I include this one because it's the deduction I get asked about more than any other, and the answer is the answer most people don't want.

Home office — yes, with a method

You work from a 120-square-foot spare bedroom that is used regularly and exclusively for business.

Deductible? Yes. Two methods:

  • Simplified method. $5 per square foot, up to 300 sq ft. Your 120-sq-ft office deducts $600/year. No receipts needed, no depreciation tracking, no audit complications. The IRS designed this for freelancers who don't want to itemize home expenses.
  • Actual method. Calculate the business-use percentage of your home (120 sq ft / 1,500 sq ft total = 8%), then deduct 8% of mortgage interest, utilities, insurance, repairs, depreciation, etc. Bigger deduction, much more record-keeping.

The trap: "exclusively." If your kids do homework on the desk on weekends, you don't qualify. The IRS interprets "exclusive" strictly. The simplified method is right for most freelancers; the actual method is right for people with high home expenses and a real, dedicated space.

SaaS subscriptions — yes, if used for business

Adobe Creative Cloud, GitHub Pro, Notion, Linear, the AI assistant you use to write copy.

Deductible? Yes, if business-used. This is the easy case. Annual sum, no allocation needed for tools that are clearly work-only. For mixed-use tools (Notion accounts shared with personal projects, ChatGPT, Spotify), allocate by usage and be honest. A 100%-business deduction on a tool you also use personally is, again, an easy audit flag.

Books, courses, conferences — yes, if directly related to your work

A $34 book on copywriting, a $400 React course, a $1,200 conference.
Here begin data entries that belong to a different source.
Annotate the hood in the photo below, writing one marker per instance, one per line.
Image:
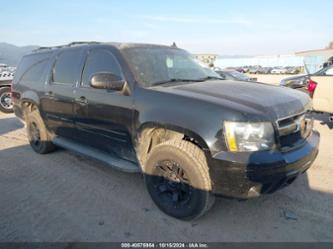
(269, 101)
(293, 79)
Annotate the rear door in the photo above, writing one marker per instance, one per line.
(103, 117)
(322, 98)
(58, 101)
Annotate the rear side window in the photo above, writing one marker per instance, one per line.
(35, 72)
(100, 60)
(67, 67)
(28, 64)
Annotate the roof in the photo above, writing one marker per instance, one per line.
(118, 45)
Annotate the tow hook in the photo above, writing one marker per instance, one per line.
(331, 119)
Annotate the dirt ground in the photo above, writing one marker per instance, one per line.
(64, 197)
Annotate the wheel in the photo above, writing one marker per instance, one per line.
(6, 105)
(177, 178)
(38, 136)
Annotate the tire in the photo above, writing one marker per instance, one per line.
(5, 100)
(177, 178)
(38, 136)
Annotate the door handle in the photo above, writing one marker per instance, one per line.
(49, 93)
(82, 100)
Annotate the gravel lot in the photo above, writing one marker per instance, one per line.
(65, 197)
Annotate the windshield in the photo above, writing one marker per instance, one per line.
(238, 75)
(159, 65)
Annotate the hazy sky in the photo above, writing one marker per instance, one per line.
(212, 26)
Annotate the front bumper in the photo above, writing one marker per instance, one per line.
(246, 175)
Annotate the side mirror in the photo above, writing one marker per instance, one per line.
(107, 81)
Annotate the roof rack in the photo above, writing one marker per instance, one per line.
(68, 45)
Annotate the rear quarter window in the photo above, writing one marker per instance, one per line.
(67, 68)
(28, 63)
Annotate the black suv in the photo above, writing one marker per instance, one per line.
(5, 96)
(152, 109)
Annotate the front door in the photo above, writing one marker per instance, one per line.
(103, 117)
(58, 102)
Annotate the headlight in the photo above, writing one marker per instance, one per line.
(249, 136)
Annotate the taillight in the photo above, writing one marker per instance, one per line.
(311, 87)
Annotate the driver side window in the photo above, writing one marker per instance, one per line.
(329, 72)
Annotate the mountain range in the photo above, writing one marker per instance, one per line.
(11, 54)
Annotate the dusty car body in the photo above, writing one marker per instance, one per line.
(152, 109)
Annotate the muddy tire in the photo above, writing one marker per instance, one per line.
(5, 100)
(38, 136)
(177, 178)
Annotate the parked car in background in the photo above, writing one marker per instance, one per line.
(266, 70)
(152, 109)
(293, 70)
(5, 92)
(255, 70)
(279, 70)
(318, 85)
(229, 74)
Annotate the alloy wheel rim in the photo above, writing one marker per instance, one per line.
(172, 184)
(6, 101)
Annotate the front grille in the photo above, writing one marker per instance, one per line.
(294, 130)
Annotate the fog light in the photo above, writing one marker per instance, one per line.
(254, 191)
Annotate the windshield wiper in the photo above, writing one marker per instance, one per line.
(174, 80)
(210, 78)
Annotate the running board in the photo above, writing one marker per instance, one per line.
(113, 161)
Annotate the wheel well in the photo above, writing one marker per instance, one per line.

Deductible? Yes, if related to your current work, not training for a new line of work. IRS Publication 535 (the now-deprecated but still-cited canonical reference) and §162 cover "educational expenses that maintain or improve skills required in your present work." A copywriter buying a copywriting book — clearly deductible. A copywriter buying a book on starting a yoga studio — that's "training for a new business," not deductible. The line is "does this help you do your current job better."

Phone and internet — proportional

You use your phone and home internet for both work and personal life.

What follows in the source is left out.